2. Deciding to get in shape while your wife is pregnant is a horrible idea. Research says that if you want to stick to the gym, you need a buddy. We need accountability and support to keep moving forward. While becoming a father will probably encourage you to do all you can to take care of yourself, don’t expect your wife to be too happy. Find someone else whom you can share your victories with. She’s not impressed that you weighed in at a new minimum weight. She’ll just glare at you while she finishes her second bowl of ice cream.
3. Loneliness and the First Trimester are BFFs. Sadly, as your wife is feeling unwell, there will be a decrease in the amount of time you’ll be cuddling. After all, if she can’t stand the smell of your breath, you won’t be getting very close. There will be some loneliness in there. It’s not that she doesn’t love you or that you don’t love her. It is just that there is some distance out of necessity. (And BTW, she feels lonely too.)
4. If you like cuddling at bedtime, forget about it. As your child grows, your wife will need to get a body pillow to support herself. That pillow becomes the Berlin Wall in your bed. You will never be able to get close because that dang pillow is in the way. MOVE OVER PILLOW!!!

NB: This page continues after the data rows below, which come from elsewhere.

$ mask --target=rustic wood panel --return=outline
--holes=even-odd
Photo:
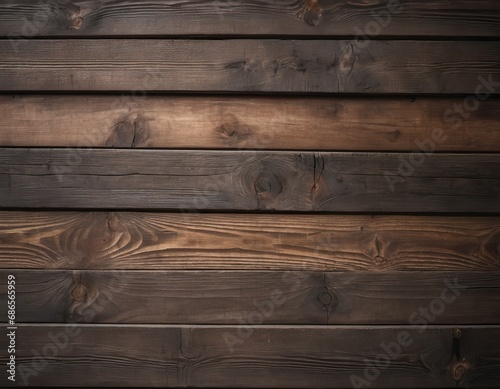
[[[4,208],[500,212],[498,154],[24,148],[0,172]]]
[[[0,96],[0,145],[500,151],[500,100],[463,97]],[[82,125],[83,124],[83,125]]]
[[[459,384],[496,385],[500,329],[460,330],[466,341],[461,349],[465,374]],[[453,332],[453,327],[436,326],[19,325],[17,384],[23,385],[23,372],[31,372],[36,375],[28,380],[34,386],[346,388],[353,375],[363,379],[370,362],[385,354],[390,360],[379,358],[384,367],[369,380],[371,388],[449,388],[456,387],[453,372],[460,370],[453,360]],[[403,346],[394,344],[398,339]],[[6,346],[5,337],[0,345]],[[42,354],[51,345],[56,355],[46,360],[43,370],[33,371],[34,351]],[[392,347],[390,355],[384,345]],[[5,354],[0,362],[6,362]]]
[[[0,212],[0,268],[498,269],[500,218]]]
[[[500,272],[3,270],[18,323],[496,324]],[[6,286],[0,306],[7,306]],[[464,315],[467,312],[467,315]]]
[[[496,91],[491,41],[0,41],[3,91],[475,93]],[[480,89],[478,89],[480,88]]]
[[[0,34],[500,36],[494,0],[4,0]],[[21,41],[22,42],[22,41]],[[21,42],[19,42],[21,44]]]

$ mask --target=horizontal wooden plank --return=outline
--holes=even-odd
[[[499,200],[499,154],[0,149],[3,208],[490,213]]]
[[[0,268],[486,270],[500,218],[0,212]]]
[[[2,91],[481,93],[498,89],[491,41],[0,41]],[[487,85],[484,86],[483,84]],[[497,91],[498,92],[498,91]]]
[[[463,97],[4,95],[0,145],[412,151],[431,140],[437,151],[500,151],[500,100],[466,119],[453,112],[463,105]]]
[[[0,35],[500,36],[494,0],[3,0]],[[22,41],[21,41],[22,42]]]
[[[33,386],[68,387],[347,388],[363,379],[370,385],[358,387],[495,386],[500,328],[460,331],[454,342],[454,327],[439,326],[18,325],[16,385],[26,384],[24,374]],[[44,353],[50,358],[35,358]]]
[[[500,322],[500,271],[0,271],[8,276],[18,323]],[[6,283],[0,306],[7,306]]]

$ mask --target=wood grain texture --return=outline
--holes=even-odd
[[[4,208],[500,212],[498,154],[23,148],[0,172]]]
[[[463,97],[0,96],[0,145],[500,151],[500,100],[462,118]]]
[[[0,34],[31,36],[378,35],[498,37],[494,0],[4,0]]]
[[[243,339],[238,330],[242,332],[236,326],[19,325],[16,384],[23,385],[22,371],[26,375],[34,369],[34,352],[42,354],[45,347],[50,353],[53,345],[56,355],[42,371],[31,370],[36,375],[29,377],[30,385],[346,388],[353,375],[363,378],[378,356],[388,358],[384,345],[399,338],[404,346],[400,352],[393,346],[396,353],[389,363],[379,358],[384,367],[370,387],[457,387],[454,327],[256,326],[247,328],[251,332]],[[495,386],[500,329],[460,330],[465,372],[458,384]],[[65,331],[70,335],[65,337]],[[225,341],[231,335],[240,340],[232,344],[232,352]],[[52,339],[63,345],[67,339],[67,345],[59,349]],[[0,346],[6,346],[5,337]],[[6,362],[5,354],[0,362]]]
[[[2,270],[18,323],[496,324],[500,271]],[[7,286],[0,287],[7,306]],[[467,312],[467,315],[464,315]],[[7,315],[5,315],[7,317]]]
[[[493,270],[500,218],[0,212],[0,268]]]
[[[491,41],[3,40],[0,90],[484,95],[499,64]]]

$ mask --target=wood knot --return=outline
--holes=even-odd
[[[148,121],[140,114],[129,114],[111,128],[106,147],[144,147],[148,139]]]
[[[219,127],[216,127],[215,131],[226,138],[237,138],[238,131],[236,130],[236,125],[232,123],[223,123]]]
[[[352,58],[349,54],[344,54],[340,58],[340,70],[342,71],[349,70],[351,68],[351,64],[352,64]]]
[[[469,368],[470,364],[465,358],[462,358],[460,361],[456,361],[451,365],[451,376],[455,381],[460,381]]]
[[[76,285],[71,291],[71,297],[76,301],[84,301],[87,298],[87,288],[83,284]]]
[[[322,292],[318,295],[318,300],[323,305],[330,305],[333,301],[333,296],[329,292]]]
[[[340,57],[339,69],[342,73],[349,75],[354,67],[356,55],[351,44],[343,48],[344,54]]]
[[[296,174],[288,165],[277,163],[272,156],[259,155],[249,164],[241,168],[240,185],[247,196],[255,199],[255,209],[274,209],[276,203],[280,206],[287,197],[283,196],[288,187],[287,178]]]
[[[259,201],[273,199],[283,189],[279,178],[270,171],[262,172],[254,181],[253,186]]]
[[[377,265],[382,265],[384,264],[385,262],[387,262],[387,258],[385,257],[382,257],[381,255],[377,255],[373,258],[373,261],[377,264]]]
[[[401,131],[395,130],[389,133],[389,140],[391,142],[396,142],[401,137]]]
[[[319,0],[306,0],[304,8],[297,14],[309,26],[317,26],[321,21],[323,8]]]
[[[255,191],[258,194],[268,193],[271,191],[272,185],[266,177],[260,177],[255,182]]]
[[[121,250],[140,235],[136,229],[129,229],[127,219],[121,219],[114,212],[92,214],[85,223],[72,233],[68,254],[83,261],[87,268],[90,262],[99,262],[110,253]],[[145,239],[140,235],[138,242]],[[66,243],[65,243],[66,244]],[[76,283],[76,282],[75,282]]]
[[[327,310],[330,310],[330,307],[335,307],[338,304],[337,296],[327,287],[321,288],[317,299]]]
[[[218,124],[212,129],[220,142],[231,146],[253,147],[254,129],[229,110],[219,114]]]
[[[292,70],[301,73],[307,71],[304,62],[296,55],[281,56],[272,61],[266,61],[264,67],[271,68],[275,75],[278,71]]]
[[[73,28],[75,30],[78,30],[83,26],[83,18],[81,16],[77,16],[76,18],[73,19]]]

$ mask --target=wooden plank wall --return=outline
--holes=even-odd
[[[494,0],[0,1],[0,387],[498,386],[499,39]]]

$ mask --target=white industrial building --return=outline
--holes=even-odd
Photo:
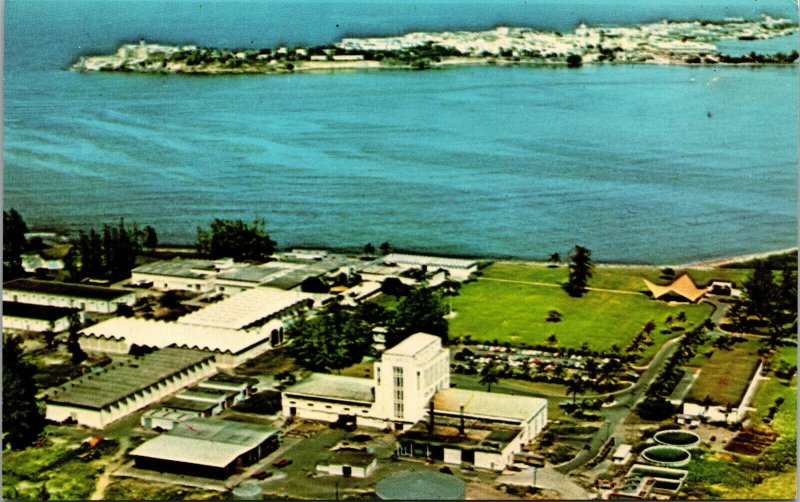
[[[444,269],[450,277],[464,280],[470,274],[478,271],[478,261],[462,258],[444,258],[440,256],[423,256],[402,253],[390,253],[383,257],[387,265],[401,265],[410,267],[425,267],[431,270]]]
[[[547,423],[544,399],[449,388],[449,351],[433,335],[408,337],[385,351],[374,369],[372,379],[312,374],[283,392],[283,413],[327,422],[350,418],[360,426],[406,431],[401,455],[418,454],[424,444],[439,460],[460,464],[463,458],[494,470],[512,463]],[[428,431],[420,434],[423,422]],[[435,439],[448,436],[442,428],[461,431],[445,441],[447,448]]]
[[[115,317],[85,328],[80,345],[86,352],[128,354],[131,348],[176,346],[216,356],[220,368],[238,366],[283,342],[283,321],[273,319],[254,330],[237,330],[177,322]]]
[[[212,326],[227,329],[259,327],[270,320],[294,317],[327,295],[258,287],[231,296],[179,318],[178,324]]]
[[[324,462],[317,464],[317,471],[345,478],[367,478],[378,468],[378,459],[372,453],[337,450]]]
[[[215,372],[210,354],[162,349],[58,387],[46,397],[46,418],[102,429]]]
[[[175,258],[148,263],[131,270],[131,283],[150,284],[154,289],[207,292],[214,289],[213,278],[234,266],[233,260],[193,260]]]
[[[83,322],[83,312],[66,307],[50,307],[31,303],[3,302],[3,330],[52,331],[69,328],[72,316]]]
[[[113,314],[120,305],[133,306],[136,303],[136,293],[127,289],[15,279],[3,284],[3,301]]]

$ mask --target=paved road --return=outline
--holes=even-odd
[[[572,460],[556,467],[558,472],[566,474],[584,466],[600,452],[609,437],[615,437],[617,444],[624,440],[619,431],[619,425],[628,418],[636,403],[644,396],[645,391],[656,379],[666,360],[675,352],[681,338],[674,338],[665,343],[653,357],[650,366],[642,373],[639,381],[617,395],[617,402],[608,408],[603,408],[605,416],[603,427],[594,435],[589,443],[588,450],[582,450]]]

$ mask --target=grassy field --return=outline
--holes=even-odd
[[[787,361],[797,364],[797,347],[781,347],[778,354],[773,359],[773,366],[777,361]],[[768,380],[762,380],[756,394],[753,396],[751,406],[755,411],[751,413],[754,424],[764,425],[764,417],[767,416],[770,406],[779,397],[784,399],[775,418],[769,423],[769,427],[779,434],[795,433],[797,430],[797,374],[792,377],[790,382],[770,375]]]
[[[498,262],[484,269],[484,277],[510,279],[517,281],[541,281],[563,283],[567,281],[568,270],[565,265],[550,268],[545,265],[531,263]],[[702,287],[711,280],[733,281],[741,285],[751,275],[750,269],[675,269],[675,277],[688,273],[695,284]],[[589,287],[603,289],[620,289],[625,291],[646,291],[642,279],[656,284],[668,284],[670,281],[661,278],[661,269],[645,266],[598,265],[589,279]]]
[[[740,271],[725,271],[725,273]],[[670,336],[661,333],[667,316],[686,313],[686,329],[702,323],[711,314],[709,305],[675,305],[653,301],[639,291],[642,277],[657,279],[654,268],[599,268],[590,287],[619,292],[590,291],[582,298],[568,296],[559,286],[566,280],[565,267],[497,263],[483,271],[483,277],[464,285],[452,300],[456,317],[450,321],[451,337],[469,336],[474,341],[529,344],[545,343],[555,334],[561,346],[579,347],[584,342],[593,349],[608,349],[616,344],[624,349],[649,320],[657,324],[655,344],[649,357]],[[513,282],[508,282],[513,281]],[[531,284],[540,283],[540,284]],[[548,311],[562,314],[557,323],[547,322]]]
[[[699,353],[707,351],[703,346]],[[757,340],[747,340],[734,345],[730,350],[714,349],[711,357],[700,355],[694,361],[705,359],[700,367],[700,375],[689,390],[689,401],[701,402],[706,396],[714,404],[733,406],[739,404],[750,379],[758,365]]]

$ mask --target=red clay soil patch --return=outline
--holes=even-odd
[[[745,429],[725,445],[725,450],[741,455],[758,455],[775,442],[778,434],[760,429]]]

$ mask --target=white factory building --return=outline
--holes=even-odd
[[[444,258],[440,256],[424,256],[415,254],[390,253],[383,257],[386,265],[424,267],[429,270],[446,270],[450,277],[463,281],[470,274],[478,271],[478,261],[463,258]]]
[[[133,306],[136,293],[66,282],[15,279],[3,284],[3,301],[113,314],[120,305]]]
[[[287,388],[282,394],[283,414],[326,422],[354,419],[360,426],[406,431],[401,439],[405,434],[409,439],[401,444],[410,449],[399,451],[401,455],[413,455],[417,444],[432,441],[430,434],[415,436],[423,422],[435,423],[431,434],[460,426],[470,441],[454,442],[447,455],[441,445],[427,451],[438,452],[446,462],[461,463],[460,452],[468,450],[466,462],[502,469],[546,425],[547,401],[450,389],[449,362],[440,338],[417,333],[383,353],[372,379],[315,373]],[[495,429],[502,434],[489,437]]]
[[[46,418],[102,429],[216,373],[214,356],[167,348],[115,363],[48,392]]]

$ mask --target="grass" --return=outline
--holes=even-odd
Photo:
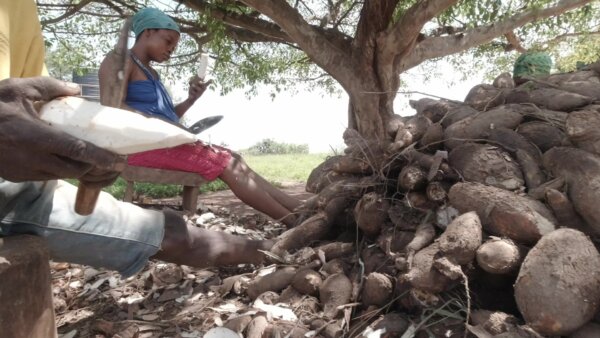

5. Say goodbye to your favorite foods. Pregnancy causes changes in your wife’s digestive system. Do you love burritos? Not anymore you don’t. They’ll still be there… in nine months.
6. Check to see how her day went first. If hers was horrible, yours better be just as bad. If your day was amazing, and hers wasn’t, don’t plan on sharing that little detail. She isn’t interested in hearing about your five mile run at dawn or the great time you had at a Chamber of Commerce open bar networking event. She’ll be grumpy and glare at you. Better tell a friend.
7. Get ready to work! Your wife is going to lose control over her abdominal muscles. On top of that, she’s sick and can’t bend over. Strap yourself in because you just became the housekeeper. She can’t tie her shoes, pickup a sock she dropped, or get up off the floor without your help. You’re going to be carrying the household.
Now, the good parts in pregnancy are definitely there. The first ultrasound is awe-inspiring. Talking about names, learning about parenting, and preparing your house are all fulfilling adventures.
You’ll be in a new phase of your life. As with any other stage, there will be good parts and challenging parts. Roll right on through and keep your eye on the prize.